Върховен касационен съд на Република България
Mrs. Galina Zaharova
President since: 10 February 2022.
Judge of the Supreme Court since: 2013
Career before being judge of the Supreme Court:
Judge Galina Zaharova graduated at Faculty of Law, Sofia University "St. Kliment Ohridski” in 1988 and has over 33 years of judicial experience.
In the period 1988-1989 she was a trainee-judge in the Sofia City Court, and from 1989 to 1991 she was a junior judge in the same Court. From 1991 to 1992 she was a regional judge in the Fifth Regional Court and in 1992 she became vice-president of the Court.
She worked as a judge in the Sofia City Court from 1993 to 1998, and in the period 1998-1999 she was vice-president of the Court. She was a judge at the Sofia Court of Appeal from 1999 to 2004 and from 2004 to 2007 she was its vice-president.
From 2007 to 2011 she was a member of the Supreme Judicial Council. After that she continued to work as a judge in the Sofia Court of Appeal until 2013.
In the Supreme Court of Cassation, judge Galina Zaharova has been administering justice since 2013, and since 2017 she has been the President of the Second Criminal Division. On November 13, 2018, she was appointed by the Judicial Board of the Supreme Judicial Council as vice-president of the Supreme Court of Cassation and Head of the Criminal Chamber.
She has a degree in EU Law from the European Center for Judges and Lawyers at the European Institute of Public Administration in Luxembourg.
She is a member of the Program Council of the National Institute of Justice, has been a lecturer in a number of trainings organized by the Institute.

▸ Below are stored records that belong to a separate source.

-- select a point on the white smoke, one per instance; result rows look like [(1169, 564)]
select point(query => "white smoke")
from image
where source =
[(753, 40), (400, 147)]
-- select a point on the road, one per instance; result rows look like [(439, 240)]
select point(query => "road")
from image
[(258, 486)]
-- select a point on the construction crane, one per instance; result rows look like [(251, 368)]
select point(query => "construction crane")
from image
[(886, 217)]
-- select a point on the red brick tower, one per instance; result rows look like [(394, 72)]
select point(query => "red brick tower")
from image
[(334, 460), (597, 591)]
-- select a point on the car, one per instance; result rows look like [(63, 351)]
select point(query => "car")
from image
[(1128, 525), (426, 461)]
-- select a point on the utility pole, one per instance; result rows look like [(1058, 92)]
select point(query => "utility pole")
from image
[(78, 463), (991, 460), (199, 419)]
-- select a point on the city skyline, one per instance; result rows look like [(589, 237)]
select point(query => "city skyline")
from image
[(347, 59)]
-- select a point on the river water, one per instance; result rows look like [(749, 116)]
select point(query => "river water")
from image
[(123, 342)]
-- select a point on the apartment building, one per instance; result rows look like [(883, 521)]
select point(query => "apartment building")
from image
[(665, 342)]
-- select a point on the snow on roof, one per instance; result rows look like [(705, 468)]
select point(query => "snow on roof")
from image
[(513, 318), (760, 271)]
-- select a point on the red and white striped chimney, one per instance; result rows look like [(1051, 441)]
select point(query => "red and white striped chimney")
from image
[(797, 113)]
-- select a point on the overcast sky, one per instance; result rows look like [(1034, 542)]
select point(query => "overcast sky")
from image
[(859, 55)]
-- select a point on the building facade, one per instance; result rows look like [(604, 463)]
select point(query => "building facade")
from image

Judge Galina Zaharova is a representative of the Supreme Court of Cassation in the National Commission for Combating Trafficking in Human Beings at the Council of Ministers, in the Central Commission for Combating Antisocial Behavior of Minors at the Council of Ministers, in the Council for Implementing the Updated Strategy for Judicial Reform and in the National Council for Anti-Corruption Policies at the Council of Ministers.
She served on the Council of Europe's Expert Committee on Early Prevention of Juvenile Delinquency in Strasbourg. She was an expert in a regional project for Albania, Bosnia and Herzegovina and Montenegro, as well as an expert for Bulgaria in studies of the European Commission on the institutional and legal framework of judicial cooperation in criminal matters in the European Union, on the minimum penalties applicable in the Member States and on the penalties applicable to deprivation of rights in the Member States.